After his first visit to the child psychologist, Jamie went a few more times. Once Mike and Mum went without Jamie, and twice Dad took Jamie, and once I went. It wasn’t nearly as interesting as I’d expected. The psychologist was only an ordinary person, a woman with red curly hair and shiny shoes and a silver dolphin brooch on her jacket. Instead of couches and bright lights and electrodes and diagrams of the brain, her consulting room was full of cushions and toys and books. We just talked a bit, then went home. Soon there was no need for any of us to go any more. Jamie had liked the first few visits, but now he was bored.
Because Jamie had been tryin
g to get to London Zoo to look at the lions, Dad took us back to the wildlife park. We enjoyed it, but the lions weren’t doing much this time. I didn’t tell Dad, but I’d far rather go to the South Kruger National Park and see them in the wild. Jamie looked at the lions and went back a second time to see if they’d woken up, but he was more interested in the giant tortoises, big enough to ride on, and the red pandas, who were sleeping in their trees–‘Like ripe plums,’ Dad said.
None of the animals spoke to Jamie, or if they did he didn’t seem to think it was important.

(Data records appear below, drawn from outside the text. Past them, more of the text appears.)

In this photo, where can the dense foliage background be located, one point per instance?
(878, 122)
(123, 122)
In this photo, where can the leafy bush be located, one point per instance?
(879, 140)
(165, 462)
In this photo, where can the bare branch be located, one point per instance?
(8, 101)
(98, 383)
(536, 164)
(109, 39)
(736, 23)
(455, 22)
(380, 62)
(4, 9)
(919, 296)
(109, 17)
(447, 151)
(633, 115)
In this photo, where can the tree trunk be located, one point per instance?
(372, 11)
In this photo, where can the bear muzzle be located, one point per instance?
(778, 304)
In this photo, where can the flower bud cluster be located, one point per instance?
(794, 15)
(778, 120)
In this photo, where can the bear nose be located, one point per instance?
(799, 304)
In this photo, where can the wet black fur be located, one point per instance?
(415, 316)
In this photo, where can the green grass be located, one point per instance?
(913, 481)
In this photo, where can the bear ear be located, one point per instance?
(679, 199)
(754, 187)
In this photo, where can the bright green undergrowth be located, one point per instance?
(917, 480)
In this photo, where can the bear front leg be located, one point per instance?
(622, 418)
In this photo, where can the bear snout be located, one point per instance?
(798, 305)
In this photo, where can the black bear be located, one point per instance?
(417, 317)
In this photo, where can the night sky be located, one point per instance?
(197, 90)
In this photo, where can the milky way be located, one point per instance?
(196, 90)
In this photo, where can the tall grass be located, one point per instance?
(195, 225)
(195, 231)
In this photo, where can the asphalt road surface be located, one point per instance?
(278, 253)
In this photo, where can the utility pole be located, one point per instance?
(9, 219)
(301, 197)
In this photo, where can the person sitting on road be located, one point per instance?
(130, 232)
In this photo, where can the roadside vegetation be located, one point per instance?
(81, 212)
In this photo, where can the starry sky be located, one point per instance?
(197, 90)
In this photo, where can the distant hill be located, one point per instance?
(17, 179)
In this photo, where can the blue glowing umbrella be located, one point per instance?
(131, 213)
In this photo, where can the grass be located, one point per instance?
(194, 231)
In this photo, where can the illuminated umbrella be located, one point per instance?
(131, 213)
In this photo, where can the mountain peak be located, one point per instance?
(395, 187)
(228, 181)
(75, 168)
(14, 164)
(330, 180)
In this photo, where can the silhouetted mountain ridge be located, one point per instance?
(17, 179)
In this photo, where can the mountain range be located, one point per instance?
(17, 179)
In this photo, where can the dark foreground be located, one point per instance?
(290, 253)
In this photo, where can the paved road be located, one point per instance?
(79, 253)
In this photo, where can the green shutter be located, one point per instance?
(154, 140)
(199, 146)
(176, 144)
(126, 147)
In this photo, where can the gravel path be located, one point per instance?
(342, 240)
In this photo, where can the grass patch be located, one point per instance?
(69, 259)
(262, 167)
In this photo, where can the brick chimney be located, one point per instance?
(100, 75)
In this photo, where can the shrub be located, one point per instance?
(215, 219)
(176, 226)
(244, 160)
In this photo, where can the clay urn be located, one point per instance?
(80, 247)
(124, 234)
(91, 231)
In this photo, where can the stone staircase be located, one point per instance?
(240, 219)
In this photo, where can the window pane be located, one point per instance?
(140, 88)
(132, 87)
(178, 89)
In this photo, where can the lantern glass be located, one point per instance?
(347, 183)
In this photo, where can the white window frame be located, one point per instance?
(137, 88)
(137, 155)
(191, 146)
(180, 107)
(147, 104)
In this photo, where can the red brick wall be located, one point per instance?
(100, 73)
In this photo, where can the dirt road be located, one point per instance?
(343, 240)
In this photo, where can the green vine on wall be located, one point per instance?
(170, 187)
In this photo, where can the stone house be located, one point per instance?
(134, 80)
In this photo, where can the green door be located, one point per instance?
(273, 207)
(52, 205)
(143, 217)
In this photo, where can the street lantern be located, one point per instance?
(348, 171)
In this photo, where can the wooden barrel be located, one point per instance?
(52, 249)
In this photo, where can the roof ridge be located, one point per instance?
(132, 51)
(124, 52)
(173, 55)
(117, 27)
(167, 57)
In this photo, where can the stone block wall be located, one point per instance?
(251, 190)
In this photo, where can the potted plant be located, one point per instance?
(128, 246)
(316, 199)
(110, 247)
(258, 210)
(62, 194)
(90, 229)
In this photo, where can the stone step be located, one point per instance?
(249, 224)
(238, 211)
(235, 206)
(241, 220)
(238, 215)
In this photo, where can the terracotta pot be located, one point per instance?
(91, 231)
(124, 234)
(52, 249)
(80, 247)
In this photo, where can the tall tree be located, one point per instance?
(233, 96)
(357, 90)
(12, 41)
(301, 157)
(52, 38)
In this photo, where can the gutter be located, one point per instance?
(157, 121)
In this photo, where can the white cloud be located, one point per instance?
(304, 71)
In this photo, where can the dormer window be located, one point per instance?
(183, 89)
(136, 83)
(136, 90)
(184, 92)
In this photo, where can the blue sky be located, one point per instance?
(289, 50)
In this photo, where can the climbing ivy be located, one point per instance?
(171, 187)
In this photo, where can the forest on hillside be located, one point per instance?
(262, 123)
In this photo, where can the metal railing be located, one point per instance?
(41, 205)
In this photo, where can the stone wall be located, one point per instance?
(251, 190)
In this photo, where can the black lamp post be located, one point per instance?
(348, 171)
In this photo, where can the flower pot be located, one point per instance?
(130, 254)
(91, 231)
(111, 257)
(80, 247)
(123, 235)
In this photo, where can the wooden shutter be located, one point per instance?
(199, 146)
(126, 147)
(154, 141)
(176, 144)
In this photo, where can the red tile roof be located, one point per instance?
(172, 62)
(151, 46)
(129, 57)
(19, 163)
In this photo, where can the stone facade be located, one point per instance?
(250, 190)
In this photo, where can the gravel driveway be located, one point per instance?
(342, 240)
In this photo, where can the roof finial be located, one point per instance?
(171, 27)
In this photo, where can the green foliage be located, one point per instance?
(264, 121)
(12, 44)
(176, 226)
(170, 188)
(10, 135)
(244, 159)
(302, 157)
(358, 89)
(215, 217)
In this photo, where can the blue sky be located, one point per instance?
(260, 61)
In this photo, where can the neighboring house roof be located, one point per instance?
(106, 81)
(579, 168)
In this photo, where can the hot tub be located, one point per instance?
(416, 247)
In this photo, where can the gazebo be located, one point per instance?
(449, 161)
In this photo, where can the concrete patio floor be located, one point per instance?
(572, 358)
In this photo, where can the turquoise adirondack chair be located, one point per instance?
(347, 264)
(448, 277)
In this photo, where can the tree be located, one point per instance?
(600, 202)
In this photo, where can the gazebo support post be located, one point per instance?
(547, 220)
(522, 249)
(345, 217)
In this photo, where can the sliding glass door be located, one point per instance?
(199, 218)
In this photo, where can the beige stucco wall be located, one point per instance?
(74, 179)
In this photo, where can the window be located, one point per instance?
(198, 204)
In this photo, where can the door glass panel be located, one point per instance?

Kev and I spent the weekend after the equinox with Dad–digging, mainly. We were making a pond in Dad’s back garden. It took an awful lot of digging, and even when the hole looked deep enough for a small pond, Dad said he wanted it twice the size. We dug and we dug and we dug some more, getting filthy and tired. You wouldn’t believe how much soil you dig out when you start making even a middling-sized hole. We collected bucket-loads of stones, and we carted the soil away in barrows and piled it in one corner, for Dad to use on the garden. I imagined a pond with reed-fringed edges, damselflies hovering over the water, and newts and frogs poking their heads out. Dad said he couldn’t think of anything better than turning a patch of grass into such a rich habitat. ‘They’ll all find their way here, the damselflies and the amphibians,’ he said, ‘if we make it their kind of place.’
We didn’t spend all weekend digging. It was Kevin’s birthday on the Sunday and Kim took him paintballing with his friends. Jamie and I went too. We’re OK, Kev and Jamie and me. Kevin’s shy, Dad says, and that can look like unfriendliness at first. But he’s sort of family. We’re three Js and a K, and we’re used to that now.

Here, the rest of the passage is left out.